Re: [PATCH v2 01/10] vfs: move cap_convert_nscap() call into vfs_setxattr()

From: Miklos Szeredi <miklos@szeredi.hu>
To: "Eric W. Biederman" <ebiederm@xmission.com>
Cc: Miklos Szeredi <mszeredi@redhat.com>,
	linux-fsdevel@vger.kernel.org,
	overlayfs <linux-unionfs@vger.kernel.org>,
	LSM <linux-security-module@vger.kernel.org>,
	linux-kernel@vger.kernel.org,
	"Serge E. Hallyn" <serge@hallyn.com>
Subject: Re: [PATCH v2 01/10] vfs: move cap_convert_nscap() call into vfs_setxattr()
Date: Tue, 12 Jan 2021 10:43:05 +0100	[thread overview]
Message-ID: <CAJfpegtKMwTZwENX7hrVGUVRWgNTf4Tr_bRxYrPpPAH_D2fH-Q@mail.gmail.com> (raw)
In-Reply-To: <874kjnm2p2.fsf@x220.int.ebiederm.org>

On Tue, Jan 12, 2021 at 1:15 AM Eric W. Biederman <ebiederm@xmission.com> wrote:
>
> Miklos Szeredi <miklos@szeredi.hu> writes:
>
> > On Fri, Jan 01, 2021 at 11:35:16AM -0600, Eric W. Biederman wrote:

> > For one: a v2 fscap is supposed to be equivalent to a v3 fscap with a rootid of
> > zero, right?
>
> Yes.  This assumes that everything is translated into the uids of the
> target filesystem.
>
> > If so, why does cap_inode_getsecurity() treat them differently (v2 fscap
> > succeeding unconditionally while v3 one being either converted to v2, rejected
> > or left as v3 depending on current_user_ns())?
>
> As I understand it v2 fscaps have always succeeded unconditionally.  The
> only case I can see for a v2 fscap might not succeed when read is if the
> filesystem is outside of the initial user namespace.

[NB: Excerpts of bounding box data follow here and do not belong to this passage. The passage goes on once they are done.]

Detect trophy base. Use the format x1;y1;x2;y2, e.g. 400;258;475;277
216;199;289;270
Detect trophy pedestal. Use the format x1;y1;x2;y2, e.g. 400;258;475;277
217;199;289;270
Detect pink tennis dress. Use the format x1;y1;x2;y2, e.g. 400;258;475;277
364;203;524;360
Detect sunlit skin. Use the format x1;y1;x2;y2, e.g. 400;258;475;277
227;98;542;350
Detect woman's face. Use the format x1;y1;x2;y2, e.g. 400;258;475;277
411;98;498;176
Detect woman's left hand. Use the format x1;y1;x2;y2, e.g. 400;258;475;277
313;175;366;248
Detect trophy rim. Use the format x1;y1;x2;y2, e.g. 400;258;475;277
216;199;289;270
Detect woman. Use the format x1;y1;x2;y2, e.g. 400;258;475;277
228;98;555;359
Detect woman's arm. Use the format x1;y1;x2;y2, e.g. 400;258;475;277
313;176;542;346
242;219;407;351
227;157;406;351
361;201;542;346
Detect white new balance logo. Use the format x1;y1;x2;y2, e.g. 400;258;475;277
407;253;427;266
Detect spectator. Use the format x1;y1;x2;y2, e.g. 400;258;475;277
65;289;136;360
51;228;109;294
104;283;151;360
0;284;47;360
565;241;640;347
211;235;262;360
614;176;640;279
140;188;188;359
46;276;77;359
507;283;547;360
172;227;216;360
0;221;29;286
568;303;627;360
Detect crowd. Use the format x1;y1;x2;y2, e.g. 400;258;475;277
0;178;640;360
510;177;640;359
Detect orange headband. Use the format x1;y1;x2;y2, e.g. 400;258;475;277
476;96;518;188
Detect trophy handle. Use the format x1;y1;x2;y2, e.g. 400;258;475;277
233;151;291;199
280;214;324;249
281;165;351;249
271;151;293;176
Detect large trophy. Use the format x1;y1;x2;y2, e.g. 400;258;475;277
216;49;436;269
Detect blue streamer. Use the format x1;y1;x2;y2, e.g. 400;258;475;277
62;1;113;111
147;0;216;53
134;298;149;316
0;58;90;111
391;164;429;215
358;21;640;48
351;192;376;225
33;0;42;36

Looking again, it's rather confusing.  cap_inode_getsecurity()
currently handles the following cases:

v1: -> fails with -EINVAL

v2: -> returns unconverted xattr

v3:
 a) rootid is mapped in the current namespace to non-zero:
     -> convert rootid

 b) rootid owns the current or ancerstor namespace:
     -> convert to v2

 c) rootid is not mapped and is not owner:
     -> return -EOPNOTSUPP -> falls back to unconverted v3

So lets take the example, where a tmpfs is created in a private user
namespace and one file has a v2 cap and the other an equivalent v3 cap
with a zero rootid.  This is the result when looking at it from

1) the namespace of the fs:
---------------------------------------
t = cap_dac_override+eip
tt = cap_dac_override+eip

2) the initial namespace:
---------------------------------------
t = cap_dac_override+eip
tt = cap_dac_override+eip [rootid=1000]

3) an unrelated namespace:
---------------------------------------
t = cap_dac_override+eip
tt = cap_dac_override+eip

Note: in this last case getxattr will actually return a v3 cap with
zero rootid for "tt" which getcap does not display due to being zero.
I could do a setup with a nested namespaces that better demonstrate
the confusing nature of this, but I think this also proves the point.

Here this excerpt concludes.